The study focused on 17 breast cancer patients treated with chemotherapy after
surgery, 12 women with breast cancer who did not undergo chemotherapy after
surgery, and 18 women without breast cancer.
"We hope there will be more prospective studies to follow so that the cause
of these changes in cancer patients can be better understood," Dr. Saykin
said.
Dr.
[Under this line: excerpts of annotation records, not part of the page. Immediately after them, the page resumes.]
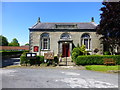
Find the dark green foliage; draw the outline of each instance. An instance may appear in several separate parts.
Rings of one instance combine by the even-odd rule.
[[[8,44],[9,46],[20,46],[20,44],[18,43],[18,40],[16,38],[14,38],[12,40],[11,43]]]
[[[21,56],[20,56],[20,64],[21,65],[38,65],[40,66],[41,63],[44,63],[44,56],[36,56],[36,59],[29,59],[26,58],[26,53],[24,52]]]
[[[104,55],[110,55],[110,52],[109,51],[105,51]]]
[[[103,65],[104,58],[113,58],[116,64],[120,65],[120,55],[88,55],[88,56],[78,56],[75,60],[77,65]]]
[[[79,55],[83,55],[83,50],[81,47],[75,47],[72,50],[72,61],[74,61]]]
[[[2,58],[20,57],[24,51],[2,51]]]
[[[103,2],[97,33],[103,35],[103,44],[114,54],[116,45],[120,47],[120,2]]]
[[[7,38],[2,35],[0,35],[0,46],[8,46]]]
[[[20,56],[20,64],[23,65],[27,65],[28,64],[28,59],[26,58],[26,56]]]
[[[55,62],[56,64],[58,64],[59,60],[58,60],[58,57],[57,57],[57,56],[54,56],[54,62]]]
[[[40,57],[40,62],[44,63],[44,56],[39,56]]]

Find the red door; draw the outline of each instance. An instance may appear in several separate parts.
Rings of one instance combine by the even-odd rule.
[[[69,44],[62,45],[62,57],[69,57],[70,56],[70,48]]]

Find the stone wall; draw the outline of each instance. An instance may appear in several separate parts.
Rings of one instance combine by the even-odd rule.
[[[58,31],[49,31],[49,32],[41,32],[41,31],[31,31],[30,32],[30,51],[33,52],[33,46],[39,46],[39,52],[37,52],[37,55],[43,55],[42,51],[40,53],[40,35],[42,33],[49,33],[50,35],[50,50],[54,51],[55,56],[58,54],[58,41],[60,40],[60,36],[63,33],[66,32],[58,32]],[[98,36],[96,34],[96,32],[94,31],[81,31],[81,32],[67,32],[71,35],[71,39],[73,40],[73,44],[75,46],[77,46],[77,44],[79,43],[79,45],[81,46],[81,36],[84,33],[88,33],[91,37],[91,54],[94,54],[94,49],[97,48],[99,50],[102,49],[102,46],[100,44],[100,36]],[[101,50],[102,51],[102,50]],[[45,51],[47,52],[47,51]],[[98,54],[101,54],[101,52],[99,51]]]

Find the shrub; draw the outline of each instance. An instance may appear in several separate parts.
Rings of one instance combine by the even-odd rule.
[[[74,61],[79,55],[83,55],[79,47],[72,50],[72,60]]]
[[[26,58],[26,53],[27,52],[23,52],[23,54],[20,57],[20,64],[24,65],[24,64],[30,64],[30,65],[39,65],[41,63],[44,63],[44,56],[36,56],[36,59],[28,59]]]
[[[120,55],[89,55],[89,56],[78,56],[75,60],[77,65],[103,65],[104,58],[113,58],[116,64],[120,65]]]
[[[54,62],[58,64],[59,60],[57,56],[54,56]]]
[[[110,55],[110,52],[105,51],[105,52],[104,52],[104,55]]]
[[[21,65],[28,64],[28,59],[26,58],[26,56],[20,56],[20,64]]]

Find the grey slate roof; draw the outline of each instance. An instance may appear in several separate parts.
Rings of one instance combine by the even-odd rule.
[[[75,27],[64,27],[64,28],[57,28],[56,26],[75,26]],[[34,29],[95,29],[96,24],[94,22],[88,23],[37,23],[34,26],[30,27],[30,30]]]

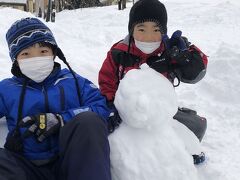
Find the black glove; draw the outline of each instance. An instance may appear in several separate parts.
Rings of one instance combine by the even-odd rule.
[[[182,32],[175,31],[171,38],[167,35],[163,37],[163,43],[165,44],[167,55],[171,60],[175,60],[177,66],[184,66],[191,60],[191,52],[188,51],[190,42],[186,37],[182,36]]]
[[[56,134],[63,125],[62,117],[58,114],[52,113],[27,116],[19,122],[20,127],[28,127],[23,133],[23,138],[28,138],[34,135],[39,142]]]
[[[175,31],[170,39],[168,35],[164,35],[162,41],[167,50],[170,50],[175,46],[180,51],[185,51],[191,44],[186,37],[182,36],[182,31],[179,30]]]
[[[108,117],[108,132],[112,133],[115,129],[119,127],[122,122],[116,107],[113,102],[108,103],[108,107],[111,109],[111,113]]]

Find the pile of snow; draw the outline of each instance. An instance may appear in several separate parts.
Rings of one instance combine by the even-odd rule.
[[[121,80],[114,104],[123,123],[109,136],[113,180],[198,179],[187,149],[198,140],[172,118],[178,103],[168,79],[149,67],[131,70]],[[181,139],[181,131],[190,136]]]
[[[175,89],[180,106],[195,109],[208,120],[202,141],[207,161],[196,167],[199,177],[201,180],[238,180],[240,1],[163,0],[163,3],[168,11],[168,35],[182,30],[190,42],[209,56],[207,74],[201,82],[194,85],[181,83]],[[56,23],[47,25],[73,69],[97,84],[98,71],[107,51],[128,32],[131,6],[132,3],[127,4],[123,11],[118,11],[117,6],[63,11],[57,13]],[[14,21],[28,16],[33,15],[0,8],[0,79],[12,76],[6,31]],[[1,119],[2,143],[6,135],[4,125],[5,120]],[[165,155],[159,152],[158,156]]]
Saykin and his colleagues started their research at Dartmouth Medical
School before finishing the data analyses at IU. A new, independent sample is
now being studied at the IU Simon Cancer Center to replicate and further
investigate this problem affecting many cancer patients.
Other researchers included lead author Brenna McDonald, Psy.D., M.B.A.,
assistant professor, Department of Radiology and Imaging Sciences, IU School
of Medicine; Susan Conroy, M.D., Ph.D. student; Tim Ahles, Ph.D., professor of
psychiatry, Memorial Sloan-Kettering Cancer Center, N.Y.; and John West, M.S.,
an imaging researcher at the IU Center for Neuroimaging.
The study was supported by a grant from the Office of Cancer Survivorship of the National Cancer Institute, National Institutes of Health and the Indiana Economic Development Corp.